Evaluation
Judge outputs and iterate to better prompts.
Criteria
Define objective metrics and rubrics. Example CLI usage:
# Evaluate AI responses
uv run python -m prompts.cli evaluate "AI is machine learning" \
--query "What is AI?" \
--criteria "accuracy,clarity,completeness" \
--output-format detailed
A/B testing
Compare prompt variants with the same inputs.

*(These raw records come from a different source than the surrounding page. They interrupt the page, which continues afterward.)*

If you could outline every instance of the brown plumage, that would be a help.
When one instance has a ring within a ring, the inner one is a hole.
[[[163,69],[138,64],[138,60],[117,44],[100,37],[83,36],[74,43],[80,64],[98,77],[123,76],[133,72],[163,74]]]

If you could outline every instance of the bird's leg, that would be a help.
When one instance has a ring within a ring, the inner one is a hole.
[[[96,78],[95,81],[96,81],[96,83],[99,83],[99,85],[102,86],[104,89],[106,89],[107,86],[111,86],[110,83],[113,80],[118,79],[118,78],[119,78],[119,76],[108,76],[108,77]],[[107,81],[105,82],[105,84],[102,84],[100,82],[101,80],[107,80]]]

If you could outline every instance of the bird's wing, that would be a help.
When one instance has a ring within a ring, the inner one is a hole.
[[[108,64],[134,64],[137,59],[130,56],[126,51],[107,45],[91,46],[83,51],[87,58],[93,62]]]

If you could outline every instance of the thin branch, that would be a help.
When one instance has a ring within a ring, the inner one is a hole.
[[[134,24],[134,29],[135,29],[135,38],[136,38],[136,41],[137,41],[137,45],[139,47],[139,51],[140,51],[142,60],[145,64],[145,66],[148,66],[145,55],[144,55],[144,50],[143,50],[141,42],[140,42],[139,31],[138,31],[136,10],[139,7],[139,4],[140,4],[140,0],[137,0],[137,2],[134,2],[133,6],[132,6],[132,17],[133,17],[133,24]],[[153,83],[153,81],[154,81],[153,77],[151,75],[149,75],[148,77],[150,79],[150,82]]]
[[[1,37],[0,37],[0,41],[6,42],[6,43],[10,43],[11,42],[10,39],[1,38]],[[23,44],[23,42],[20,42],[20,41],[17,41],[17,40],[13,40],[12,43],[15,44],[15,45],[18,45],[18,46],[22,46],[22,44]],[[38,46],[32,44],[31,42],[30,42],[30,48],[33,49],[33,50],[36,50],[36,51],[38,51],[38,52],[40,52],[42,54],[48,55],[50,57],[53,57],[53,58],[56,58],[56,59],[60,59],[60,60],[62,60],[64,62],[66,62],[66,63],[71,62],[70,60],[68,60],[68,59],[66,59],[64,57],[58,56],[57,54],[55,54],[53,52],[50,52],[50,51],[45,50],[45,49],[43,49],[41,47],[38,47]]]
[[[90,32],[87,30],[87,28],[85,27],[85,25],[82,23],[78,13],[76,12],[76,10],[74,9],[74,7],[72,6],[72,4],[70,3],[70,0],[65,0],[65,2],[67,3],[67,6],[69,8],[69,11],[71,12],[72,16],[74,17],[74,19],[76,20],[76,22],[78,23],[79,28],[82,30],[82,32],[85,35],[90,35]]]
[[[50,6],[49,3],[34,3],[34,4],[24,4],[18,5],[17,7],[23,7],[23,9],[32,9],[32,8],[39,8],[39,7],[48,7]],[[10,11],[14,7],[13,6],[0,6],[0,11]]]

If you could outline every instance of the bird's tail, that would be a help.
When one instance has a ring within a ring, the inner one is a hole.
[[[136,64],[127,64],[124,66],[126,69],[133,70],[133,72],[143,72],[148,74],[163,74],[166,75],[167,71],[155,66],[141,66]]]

# Create variant templates
cp templates/basic/qa_basic.json templates/basic/qa_basic_v2.json
# Run A/B
uv run python -m prompts.cli execute "Explain machine learning" --template qa_basic > response_a.txt
uv run python -m prompts.cli execute "Explain machine learning" --template qa_basic_v2 > response_b.txt
# Evaluate both
uv run python -m prompts.cli evaluate "$(cat response_a.txt)" \
--query "Explain machine learning" \
--criteria "clarity,completeness" \
--output-format score > score_a.txt
uv run python -m prompts.cli evaluate "$(cat response_b.txt)" \
--query "Explain machine learning" \
--criteria "clarity,completeness" \
--output-format score > score_b.txt
Automation
Wire into CI with your preferred runner. Examples:
- Validate templates and run evaluation on PRs
- Fail builds on regression thresholds (e.g., clarity score drop)